This is the documentation for CDH 5.1.x.
Documentation for other versions is available at Cloudera Documentation.

Launching a Cluster

To launch a cluster:

$ whirr launch-cluster --config hadoop.properties

As the cluster starts up, messages are displayed in the console. You can see debug-level log messages in a file named whirr.log in the directory where you ran the whirr command. After the cluster has started, a message appears in the console showing the URL you can use to access the web UI for Whirr.

Running a Whirr Proxy

For security reasons, traffic from the network where your client is running is proxied through the master node of the cluster using an SSH tunnel (a SOCKS proxy on port 6666).

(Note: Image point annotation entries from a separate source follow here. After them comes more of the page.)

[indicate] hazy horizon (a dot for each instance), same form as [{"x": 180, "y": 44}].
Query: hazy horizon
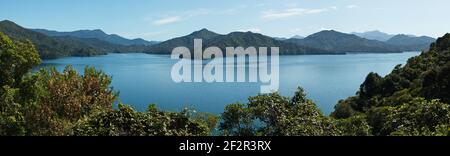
[{"x": 162, "y": 20}]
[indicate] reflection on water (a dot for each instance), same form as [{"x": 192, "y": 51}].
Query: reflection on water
[{"x": 143, "y": 79}]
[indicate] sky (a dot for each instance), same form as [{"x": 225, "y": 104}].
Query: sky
[{"x": 164, "y": 19}]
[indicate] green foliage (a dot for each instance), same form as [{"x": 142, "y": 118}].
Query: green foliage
[
  {"x": 275, "y": 115},
  {"x": 419, "y": 117},
  {"x": 127, "y": 122},
  {"x": 61, "y": 99},
  {"x": 411, "y": 100}
]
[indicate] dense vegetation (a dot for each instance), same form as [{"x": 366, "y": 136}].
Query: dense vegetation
[
  {"x": 412, "y": 100},
  {"x": 235, "y": 39}
]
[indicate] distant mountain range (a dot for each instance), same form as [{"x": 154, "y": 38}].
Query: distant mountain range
[
  {"x": 234, "y": 39},
  {"x": 53, "y": 44},
  {"x": 97, "y": 34},
  {"x": 374, "y": 35},
  {"x": 405, "y": 42},
  {"x": 331, "y": 40},
  {"x": 49, "y": 47}
]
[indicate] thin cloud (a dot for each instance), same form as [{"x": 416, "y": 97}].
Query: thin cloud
[
  {"x": 167, "y": 20},
  {"x": 293, "y": 12},
  {"x": 352, "y": 6},
  {"x": 255, "y": 30}
]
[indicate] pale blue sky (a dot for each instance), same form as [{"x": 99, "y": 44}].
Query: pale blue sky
[{"x": 165, "y": 19}]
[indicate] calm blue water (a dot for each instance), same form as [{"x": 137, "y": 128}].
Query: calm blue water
[{"x": 143, "y": 79}]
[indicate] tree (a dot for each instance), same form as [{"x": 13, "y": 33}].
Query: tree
[{"x": 275, "y": 115}]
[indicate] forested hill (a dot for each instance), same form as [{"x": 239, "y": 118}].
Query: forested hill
[
  {"x": 411, "y": 100},
  {"x": 49, "y": 47},
  {"x": 234, "y": 39}
]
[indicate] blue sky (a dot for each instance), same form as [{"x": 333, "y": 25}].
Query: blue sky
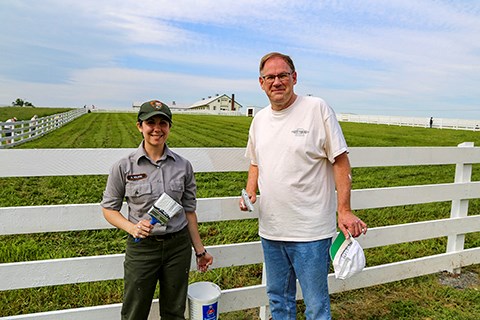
[{"x": 415, "y": 58}]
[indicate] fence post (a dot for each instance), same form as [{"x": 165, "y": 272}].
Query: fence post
[
  {"x": 463, "y": 173},
  {"x": 264, "y": 310}
]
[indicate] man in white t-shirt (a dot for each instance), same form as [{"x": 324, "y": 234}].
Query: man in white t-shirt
[{"x": 298, "y": 158}]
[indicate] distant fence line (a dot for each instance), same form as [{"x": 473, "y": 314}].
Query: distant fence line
[
  {"x": 27, "y": 130},
  {"x": 424, "y": 122}
]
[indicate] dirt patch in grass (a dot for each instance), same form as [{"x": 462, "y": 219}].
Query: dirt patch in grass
[{"x": 466, "y": 279}]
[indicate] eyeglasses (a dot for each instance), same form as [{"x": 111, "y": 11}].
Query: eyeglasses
[{"x": 270, "y": 78}]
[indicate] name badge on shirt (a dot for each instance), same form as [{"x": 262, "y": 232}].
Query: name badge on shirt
[{"x": 136, "y": 176}]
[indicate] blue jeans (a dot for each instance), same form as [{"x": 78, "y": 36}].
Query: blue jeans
[{"x": 308, "y": 262}]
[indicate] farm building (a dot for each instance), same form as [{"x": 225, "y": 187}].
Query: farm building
[{"x": 217, "y": 103}]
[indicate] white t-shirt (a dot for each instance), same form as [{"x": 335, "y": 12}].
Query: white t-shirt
[{"x": 294, "y": 150}]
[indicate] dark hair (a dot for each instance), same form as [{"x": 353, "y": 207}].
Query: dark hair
[{"x": 285, "y": 58}]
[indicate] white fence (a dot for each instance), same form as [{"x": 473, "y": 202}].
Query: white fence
[
  {"x": 438, "y": 123},
  {"x": 56, "y": 218},
  {"x": 26, "y": 130}
]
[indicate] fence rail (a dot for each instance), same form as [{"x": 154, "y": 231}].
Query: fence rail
[
  {"x": 106, "y": 267},
  {"x": 26, "y": 130}
]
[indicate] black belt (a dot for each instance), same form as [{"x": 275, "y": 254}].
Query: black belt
[{"x": 167, "y": 236}]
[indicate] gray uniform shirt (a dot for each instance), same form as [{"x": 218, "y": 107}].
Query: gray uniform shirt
[{"x": 142, "y": 181}]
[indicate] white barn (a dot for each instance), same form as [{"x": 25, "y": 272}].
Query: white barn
[{"x": 216, "y": 103}]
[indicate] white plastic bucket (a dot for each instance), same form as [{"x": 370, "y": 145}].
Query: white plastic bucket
[{"x": 203, "y": 300}]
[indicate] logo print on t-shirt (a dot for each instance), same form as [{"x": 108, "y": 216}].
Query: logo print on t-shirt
[{"x": 300, "y": 132}]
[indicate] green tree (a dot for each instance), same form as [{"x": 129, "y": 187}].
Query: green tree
[{"x": 18, "y": 103}]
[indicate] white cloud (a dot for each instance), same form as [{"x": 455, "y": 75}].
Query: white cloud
[{"x": 368, "y": 55}]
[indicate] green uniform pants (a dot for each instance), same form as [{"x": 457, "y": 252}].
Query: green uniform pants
[{"x": 155, "y": 259}]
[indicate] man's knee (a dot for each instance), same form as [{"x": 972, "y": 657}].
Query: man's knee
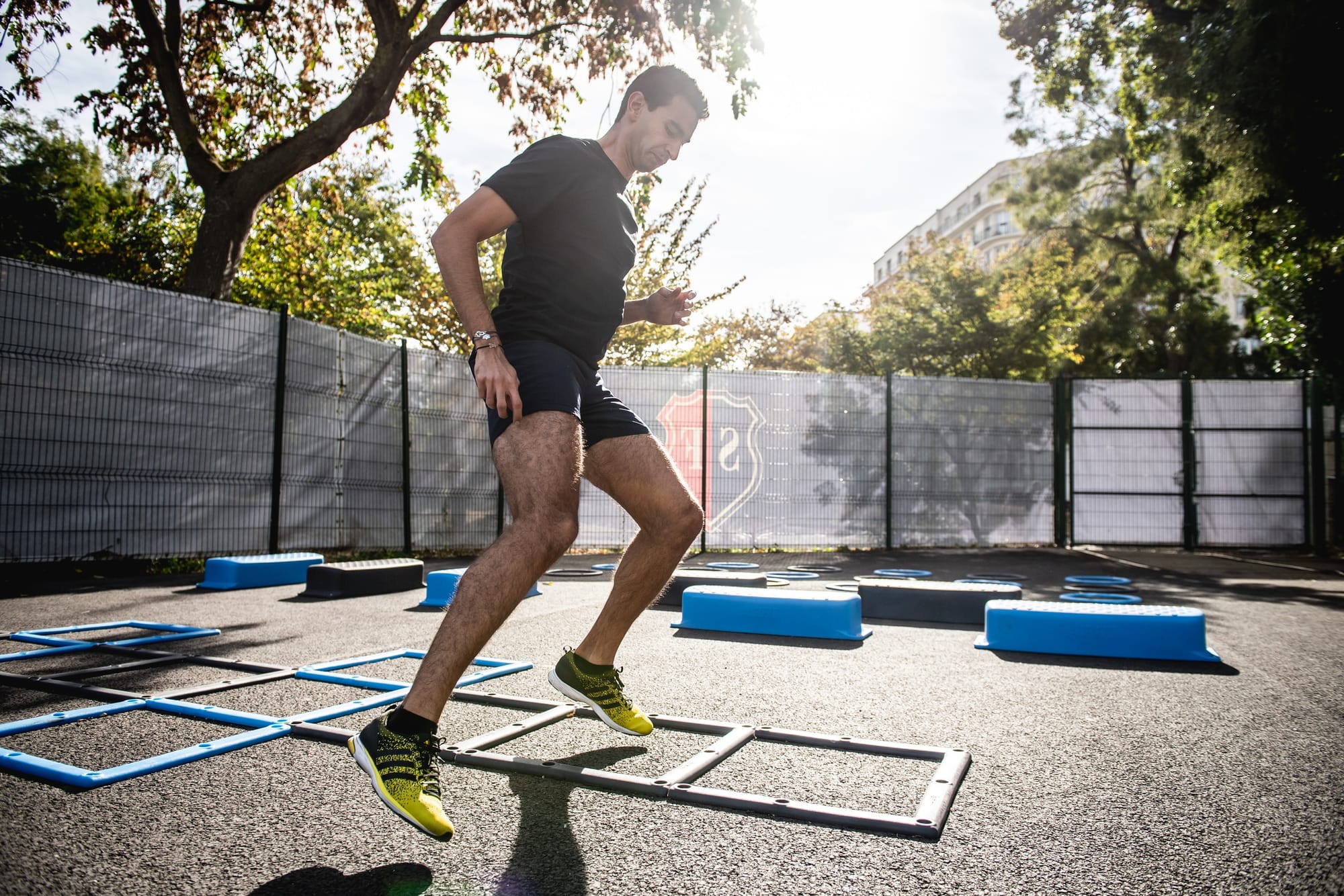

A script to launch the proxy is created when you launch the cluster, and may be found in ~/.whirr/<cluster-name>.

To launch the Whirr proxy:

  1. Run the following command in a new terminal window:
    $ . ~/.whirr/myhadoopcluster/hadoop-proxy.sh
  2. To stop the proxy, kill the process by pressing Ctrl-C.

Running a MapReduce job

After you launch a cluster, a hadoop-site.xml file is automatically created in the directory ~/.whirr/<cluster-name>. You need to update the local Hadoop configuration to use this file.

To update the local Hadoop configuration to use hadoop-site.xml:

  1. On all systems, type the following commands:
    $ cp -r /etc/hadoop/conf.empty /etc/hadoop/conf.whirr
    $ rm -f /etc/hadoop/conf.whirr/*-site.xml
    $ cp ~/.whirr/myhadoopcluster/hadoop-site.xml /etc/hadoop/conf.whirr
  2. If you are using an Ubuntu, Debian, or SLES system, type these commands:
    $ sudo update-alternatives --install /etc/hadoop/conf hadoop-conf /etc/hadoop/conf.whirr 50
    $ update-alternatives --display hadoop-conf
  3. If you are using a Red Hat system, type these commands:
    $ sudo alternatives --install /etc/hadoop/conf hadoop-conf /etc/hadoop/conf.whirr 50
    $ alternatives --display hadoop-conf
  4. You can now browse HDFS:
    $ hadoop fs -ls /

To run a MapReduce job, run these commands:

  • For MRv1:
$ export HADOOP_MAPRED_HOME=/usr/lib/hadoop-0.20-mapreduce
$ hadoop fs -mkdir input
$ hadoop fs -put $HADOOP_MAPRED_HOME/CHANGES.txt input
$ hadoop jar $HADOOP_MAPRED_HOME/hadoop-examples.jar wordcount input output
$ hadoop fs -cat output/part-* | head
  • For YARN:
$ export HADOOP_MAPRED_HOME=/usr/lib/hadoop-mapreduce
$ hadoop fs -mkdir input
$ hadoop fs -put $HADOOP_MAPRED_HOME/CHANGES.txt input
$ hadoop jar $HADOOP_MAPRED_HOME/hadoop-mapreduce-examples.jar wordcount input output
$ hadoop fs -cat output/part-* | head

Destroying a cluster

When you are finished using a cluster, you can terminate the instances and clean up the resources using the commands shown in this section.

 

WARNING

All data will be deleted when you destroy the cluster.

To destroy a cluster:

  1. Run the following command to destroy a cluster:
    $ whirr destroy-cluster --config hadoop.properties
  2. Shut down the SSH proxy to the cluster if you started one earlier.